Pharma Research and Early Development (pRED), Roche Innovation Center Basel, Basel, Switzerland.
Genentech, Inc., San Francisco, California, United States.
Invest Ophthalmol Vis Sci. 2019 Mar 1;60(4):852-857. doi: 10.1167/iovs.18-25634.
To develop deep learning (DL) models for the automatic detection of optical coherence tomography (OCT) measures of diabetic macular thickening (MT) from color fundus photographs (CFPs).
Retrospective analysis on 17,997 CFPs and their associated OCT measurements from the phase 3 RIDE/RISE diabetic macular edema (DME) studies. DL with transfer-learning cascade was applied on CFPs to predict time-domain OCT (TD-OCT)-equivalent measures of MT, including central subfield thickness (CST) and central foveal thickness (CFT). MT was defined by using two OCT cutoff points: 250 μm and 400 μm. A DL regression model was developed to directly quantify the actual CFT and CST from CFPs.
The best DL model was able to predict CST ≥ 250 μm and CFT ≥ 250 μm with an area under the curve (AUC) of 0.97 (95% confidence interval [CI], 0.89-1.00) and 0.91 (95% CI, 0.76-0.99), respectively. To predict CST ≥ 400 μm and CFT ≥ 400 μm, the best DL model had an AUC of 0.94 (95% CI, 0.82-1.00) and 0.96 (95% CI, 0.88-1.00), respectively. The best deep convolutional neural network regression model to quantify CST and CFT had an R2 of 0.74 (95% CI, 0.49-0.91) and 0.54 (95% CI, 0.20-0.87), respectively. The performance of the DL models declined when the CFPs were of poor quality or contained laser scars.

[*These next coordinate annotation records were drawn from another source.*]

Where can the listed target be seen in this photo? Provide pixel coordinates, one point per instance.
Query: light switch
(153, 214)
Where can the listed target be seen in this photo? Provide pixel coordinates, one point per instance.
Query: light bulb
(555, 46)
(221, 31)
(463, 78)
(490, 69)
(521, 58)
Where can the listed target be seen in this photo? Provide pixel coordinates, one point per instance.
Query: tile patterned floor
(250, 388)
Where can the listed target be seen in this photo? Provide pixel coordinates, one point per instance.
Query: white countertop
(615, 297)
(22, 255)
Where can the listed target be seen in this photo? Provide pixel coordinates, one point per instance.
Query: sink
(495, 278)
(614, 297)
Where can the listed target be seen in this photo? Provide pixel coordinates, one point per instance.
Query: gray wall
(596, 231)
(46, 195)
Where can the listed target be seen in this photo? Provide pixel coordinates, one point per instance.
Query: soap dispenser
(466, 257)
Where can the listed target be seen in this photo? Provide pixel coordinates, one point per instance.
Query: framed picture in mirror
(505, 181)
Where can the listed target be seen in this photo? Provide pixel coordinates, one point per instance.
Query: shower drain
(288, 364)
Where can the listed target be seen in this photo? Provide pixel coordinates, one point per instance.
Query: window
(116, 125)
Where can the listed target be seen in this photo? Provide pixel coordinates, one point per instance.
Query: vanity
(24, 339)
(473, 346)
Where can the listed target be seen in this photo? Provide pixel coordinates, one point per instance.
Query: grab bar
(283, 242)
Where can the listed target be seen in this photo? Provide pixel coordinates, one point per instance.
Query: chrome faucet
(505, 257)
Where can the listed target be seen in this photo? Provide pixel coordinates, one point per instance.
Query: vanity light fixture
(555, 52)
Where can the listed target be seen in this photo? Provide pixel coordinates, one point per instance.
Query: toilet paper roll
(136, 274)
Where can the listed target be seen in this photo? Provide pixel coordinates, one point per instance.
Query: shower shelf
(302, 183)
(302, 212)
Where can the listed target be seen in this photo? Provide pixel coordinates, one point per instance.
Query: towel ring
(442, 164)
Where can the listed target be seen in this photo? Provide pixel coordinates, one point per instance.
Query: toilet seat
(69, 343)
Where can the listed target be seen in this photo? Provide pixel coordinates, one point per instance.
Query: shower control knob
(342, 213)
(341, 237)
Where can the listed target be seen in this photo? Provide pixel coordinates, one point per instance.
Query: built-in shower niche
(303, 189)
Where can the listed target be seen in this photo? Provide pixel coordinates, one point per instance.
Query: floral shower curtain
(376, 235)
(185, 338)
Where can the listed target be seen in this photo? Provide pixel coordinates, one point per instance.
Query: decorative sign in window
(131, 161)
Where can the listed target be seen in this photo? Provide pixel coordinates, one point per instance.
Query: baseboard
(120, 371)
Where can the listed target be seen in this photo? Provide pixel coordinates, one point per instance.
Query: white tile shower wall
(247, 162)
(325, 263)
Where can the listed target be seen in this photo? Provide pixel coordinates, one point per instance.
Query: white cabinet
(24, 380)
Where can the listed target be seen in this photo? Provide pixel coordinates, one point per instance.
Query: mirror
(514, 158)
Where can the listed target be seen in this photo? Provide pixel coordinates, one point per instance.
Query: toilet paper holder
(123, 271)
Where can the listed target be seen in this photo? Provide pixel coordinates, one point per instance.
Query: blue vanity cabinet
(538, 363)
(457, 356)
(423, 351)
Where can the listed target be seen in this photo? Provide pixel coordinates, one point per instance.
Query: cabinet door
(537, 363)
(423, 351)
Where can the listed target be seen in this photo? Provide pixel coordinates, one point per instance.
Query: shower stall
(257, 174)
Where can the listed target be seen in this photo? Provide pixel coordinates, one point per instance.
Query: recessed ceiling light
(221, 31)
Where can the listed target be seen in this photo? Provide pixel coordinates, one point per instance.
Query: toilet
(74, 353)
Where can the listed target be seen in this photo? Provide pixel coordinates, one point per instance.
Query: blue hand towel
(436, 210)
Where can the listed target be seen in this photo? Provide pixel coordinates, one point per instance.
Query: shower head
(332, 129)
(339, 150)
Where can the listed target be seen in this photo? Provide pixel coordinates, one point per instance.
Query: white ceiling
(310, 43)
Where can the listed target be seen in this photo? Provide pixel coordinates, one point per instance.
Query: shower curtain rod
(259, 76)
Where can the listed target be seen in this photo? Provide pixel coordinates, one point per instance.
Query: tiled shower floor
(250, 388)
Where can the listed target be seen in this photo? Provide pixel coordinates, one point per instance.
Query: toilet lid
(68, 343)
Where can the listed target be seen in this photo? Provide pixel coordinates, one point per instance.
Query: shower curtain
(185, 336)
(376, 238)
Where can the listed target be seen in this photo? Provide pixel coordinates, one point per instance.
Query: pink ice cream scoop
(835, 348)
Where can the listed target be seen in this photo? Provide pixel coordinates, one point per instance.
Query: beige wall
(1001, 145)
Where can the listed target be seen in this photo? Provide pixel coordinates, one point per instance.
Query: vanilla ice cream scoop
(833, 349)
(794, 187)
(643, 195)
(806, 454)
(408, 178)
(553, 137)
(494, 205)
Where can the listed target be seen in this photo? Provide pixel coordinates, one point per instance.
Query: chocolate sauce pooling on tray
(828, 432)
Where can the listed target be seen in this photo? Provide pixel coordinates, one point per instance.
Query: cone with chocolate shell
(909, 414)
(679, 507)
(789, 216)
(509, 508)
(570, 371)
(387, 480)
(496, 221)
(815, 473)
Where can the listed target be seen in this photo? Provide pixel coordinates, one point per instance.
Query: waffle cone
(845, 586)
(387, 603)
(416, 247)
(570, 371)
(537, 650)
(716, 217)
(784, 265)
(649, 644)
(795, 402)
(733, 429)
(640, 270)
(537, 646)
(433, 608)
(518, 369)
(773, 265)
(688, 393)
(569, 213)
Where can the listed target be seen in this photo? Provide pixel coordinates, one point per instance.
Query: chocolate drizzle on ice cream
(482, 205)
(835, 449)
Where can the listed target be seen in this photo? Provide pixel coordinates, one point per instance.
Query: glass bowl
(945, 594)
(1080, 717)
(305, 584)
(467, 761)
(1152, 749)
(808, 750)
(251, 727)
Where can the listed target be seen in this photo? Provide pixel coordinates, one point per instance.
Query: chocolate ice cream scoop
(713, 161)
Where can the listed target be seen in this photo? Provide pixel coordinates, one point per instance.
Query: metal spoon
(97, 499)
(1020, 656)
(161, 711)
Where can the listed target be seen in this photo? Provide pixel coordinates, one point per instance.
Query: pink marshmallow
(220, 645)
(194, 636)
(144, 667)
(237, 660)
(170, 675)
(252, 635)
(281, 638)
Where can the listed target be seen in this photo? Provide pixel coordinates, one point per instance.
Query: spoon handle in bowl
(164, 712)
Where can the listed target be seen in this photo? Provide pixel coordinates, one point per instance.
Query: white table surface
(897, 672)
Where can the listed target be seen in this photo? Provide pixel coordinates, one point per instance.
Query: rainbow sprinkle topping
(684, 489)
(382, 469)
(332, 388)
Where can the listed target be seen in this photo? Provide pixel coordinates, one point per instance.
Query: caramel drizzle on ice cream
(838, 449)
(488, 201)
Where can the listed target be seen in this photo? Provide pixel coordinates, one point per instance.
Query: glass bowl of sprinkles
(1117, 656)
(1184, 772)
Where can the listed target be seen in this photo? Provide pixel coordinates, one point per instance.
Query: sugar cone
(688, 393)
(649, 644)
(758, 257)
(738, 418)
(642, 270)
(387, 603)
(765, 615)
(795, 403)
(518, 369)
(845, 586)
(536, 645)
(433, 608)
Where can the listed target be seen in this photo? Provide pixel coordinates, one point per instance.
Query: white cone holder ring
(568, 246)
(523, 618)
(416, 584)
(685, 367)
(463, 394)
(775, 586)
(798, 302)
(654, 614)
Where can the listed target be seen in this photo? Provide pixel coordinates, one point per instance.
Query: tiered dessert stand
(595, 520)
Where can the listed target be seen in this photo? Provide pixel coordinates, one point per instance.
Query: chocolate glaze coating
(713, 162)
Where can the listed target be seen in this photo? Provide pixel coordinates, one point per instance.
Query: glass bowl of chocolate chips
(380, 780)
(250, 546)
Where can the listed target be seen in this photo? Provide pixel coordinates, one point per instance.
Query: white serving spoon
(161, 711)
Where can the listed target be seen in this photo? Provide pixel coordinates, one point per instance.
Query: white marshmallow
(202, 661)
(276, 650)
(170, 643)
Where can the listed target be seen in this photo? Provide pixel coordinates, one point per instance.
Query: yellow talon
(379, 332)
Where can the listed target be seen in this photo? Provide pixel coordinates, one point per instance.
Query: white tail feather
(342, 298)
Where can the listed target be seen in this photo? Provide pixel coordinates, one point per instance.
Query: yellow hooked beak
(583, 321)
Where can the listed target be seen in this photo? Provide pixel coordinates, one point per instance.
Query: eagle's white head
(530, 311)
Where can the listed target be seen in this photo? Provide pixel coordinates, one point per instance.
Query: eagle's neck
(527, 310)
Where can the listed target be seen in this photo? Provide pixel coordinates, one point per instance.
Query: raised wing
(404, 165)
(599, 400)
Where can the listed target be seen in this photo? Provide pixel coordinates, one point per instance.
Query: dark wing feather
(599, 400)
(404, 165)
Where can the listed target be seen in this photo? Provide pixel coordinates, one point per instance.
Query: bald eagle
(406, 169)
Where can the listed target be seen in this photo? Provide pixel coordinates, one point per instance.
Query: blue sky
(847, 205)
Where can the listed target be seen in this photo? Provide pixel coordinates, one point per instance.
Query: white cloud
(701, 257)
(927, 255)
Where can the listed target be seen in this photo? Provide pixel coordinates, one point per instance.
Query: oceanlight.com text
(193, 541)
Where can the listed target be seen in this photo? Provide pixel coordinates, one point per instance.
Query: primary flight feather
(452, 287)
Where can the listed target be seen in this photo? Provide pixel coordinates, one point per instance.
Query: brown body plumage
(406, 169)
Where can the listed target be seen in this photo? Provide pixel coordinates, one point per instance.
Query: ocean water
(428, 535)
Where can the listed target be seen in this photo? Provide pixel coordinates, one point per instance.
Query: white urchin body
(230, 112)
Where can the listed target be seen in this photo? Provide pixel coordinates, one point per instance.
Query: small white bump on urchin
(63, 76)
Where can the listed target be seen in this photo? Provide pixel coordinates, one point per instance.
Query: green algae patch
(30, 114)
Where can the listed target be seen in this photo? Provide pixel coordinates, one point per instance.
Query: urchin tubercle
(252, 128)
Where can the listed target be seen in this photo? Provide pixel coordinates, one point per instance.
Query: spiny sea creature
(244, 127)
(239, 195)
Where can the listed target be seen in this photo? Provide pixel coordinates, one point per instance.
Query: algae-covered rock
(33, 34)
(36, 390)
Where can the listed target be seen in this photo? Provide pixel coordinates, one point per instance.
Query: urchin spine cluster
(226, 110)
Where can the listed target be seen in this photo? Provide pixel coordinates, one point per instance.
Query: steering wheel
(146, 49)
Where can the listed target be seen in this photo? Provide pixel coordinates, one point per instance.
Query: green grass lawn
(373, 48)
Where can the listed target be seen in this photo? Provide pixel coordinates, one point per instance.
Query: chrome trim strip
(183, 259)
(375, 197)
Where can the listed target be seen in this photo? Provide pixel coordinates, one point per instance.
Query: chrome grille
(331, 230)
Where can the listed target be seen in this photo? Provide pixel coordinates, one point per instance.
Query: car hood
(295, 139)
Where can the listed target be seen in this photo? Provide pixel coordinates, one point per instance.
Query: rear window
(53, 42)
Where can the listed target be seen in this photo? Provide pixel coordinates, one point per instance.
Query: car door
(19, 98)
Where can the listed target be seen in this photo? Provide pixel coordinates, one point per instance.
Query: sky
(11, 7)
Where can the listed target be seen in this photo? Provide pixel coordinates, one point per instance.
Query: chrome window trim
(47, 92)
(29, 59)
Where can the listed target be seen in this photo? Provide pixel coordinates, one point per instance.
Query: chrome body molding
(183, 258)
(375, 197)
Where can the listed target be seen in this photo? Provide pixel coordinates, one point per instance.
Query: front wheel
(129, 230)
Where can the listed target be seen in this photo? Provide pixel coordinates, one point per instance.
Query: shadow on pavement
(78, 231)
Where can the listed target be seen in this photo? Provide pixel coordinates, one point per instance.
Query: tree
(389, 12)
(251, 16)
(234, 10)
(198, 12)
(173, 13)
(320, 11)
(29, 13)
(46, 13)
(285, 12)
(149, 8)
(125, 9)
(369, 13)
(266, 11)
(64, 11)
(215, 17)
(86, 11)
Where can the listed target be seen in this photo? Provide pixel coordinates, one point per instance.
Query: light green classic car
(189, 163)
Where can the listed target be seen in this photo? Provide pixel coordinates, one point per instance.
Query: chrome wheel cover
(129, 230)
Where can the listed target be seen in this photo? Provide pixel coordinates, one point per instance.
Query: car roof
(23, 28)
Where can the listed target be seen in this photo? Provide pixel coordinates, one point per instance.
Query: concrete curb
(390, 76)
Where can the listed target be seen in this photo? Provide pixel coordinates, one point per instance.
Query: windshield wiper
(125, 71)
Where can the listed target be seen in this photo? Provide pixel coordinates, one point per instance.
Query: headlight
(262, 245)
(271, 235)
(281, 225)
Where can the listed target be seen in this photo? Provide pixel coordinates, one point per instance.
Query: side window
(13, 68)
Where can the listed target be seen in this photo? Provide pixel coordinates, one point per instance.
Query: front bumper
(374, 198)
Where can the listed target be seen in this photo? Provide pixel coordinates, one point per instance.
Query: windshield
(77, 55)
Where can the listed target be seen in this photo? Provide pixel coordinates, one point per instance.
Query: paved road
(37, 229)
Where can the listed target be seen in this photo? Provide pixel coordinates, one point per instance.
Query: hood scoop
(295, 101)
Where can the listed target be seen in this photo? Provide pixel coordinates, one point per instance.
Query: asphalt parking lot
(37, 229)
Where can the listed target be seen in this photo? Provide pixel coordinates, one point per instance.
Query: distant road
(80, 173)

DL is capable of predicting key quantitative TD-OCT measurements related to MT from CFPs. The DL models presented here could enhance the efficiency of DME diagnosis in tele-ophthalmology programs, promoting better visual outcomes. Future research is needed to validate DL algorithms for MT in the real-world.
开发深度学习 (DL) 模型,以便从眼底彩色照片 (CFP) 自动检测糖尿病性黄斑增厚 (MT) 的光学相干断层扫描 (OCT) 测量值。
对来自 3 期 RIDE/RISE 糖尿病性黄斑水肿 (DME) 研究的 17997 张 CFP 及其相关 OCT 测量值进行回顾性分析。应用具有迁移学习级联的 DL 对 CFP 进行分析,以预测时域 OCT(TD-OCT)等效的 MT 测量值,包括中心视网膜神经纤维层厚度 (CST) 和中心黄斑厚度 (CFT)。使用两个 OCT 截断值定义 MT:250μm 和 400μm。开发了一个 DL 回归模型,以便直接从 CFP 定量计算实际 CFT 和 CST。
最佳 DL 模型能够以 0.97(95%置信区间 [CI],0.89-1.00)和 0.91(95%CI,0.76-0.99)的曲线下面积 (AUC) 分别预测 CST≥250μm 和 CFT≥250μm。为了预测 CST≥400μm 和 CFT≥400μm,最佳 DL 模型的 AUC 分别为 0.94(95%CI,0.82-1.00)和 0.96(95%CI,0.88-1.00)。用于定量 CST 和 CFT 的最佳深度卷积神经网络回归模型的 R2 分别为 0.74(95%CI,0.49-0.91)和 0.54(95%CI,0.20-0.87)。当 CFP 质量较差或包含激光疤痕时,DL 模型的性能会下降。
DL 能够从 CFP 预测与 MT 相关的关键定量 TD-OCT 测量值。本文提出的 DL 模型可以提高远程眼科计划中 DME 诊断的效率,从而改善视力预后。需要进一步的研究来验证现实世界中 MT 的 DL 算法。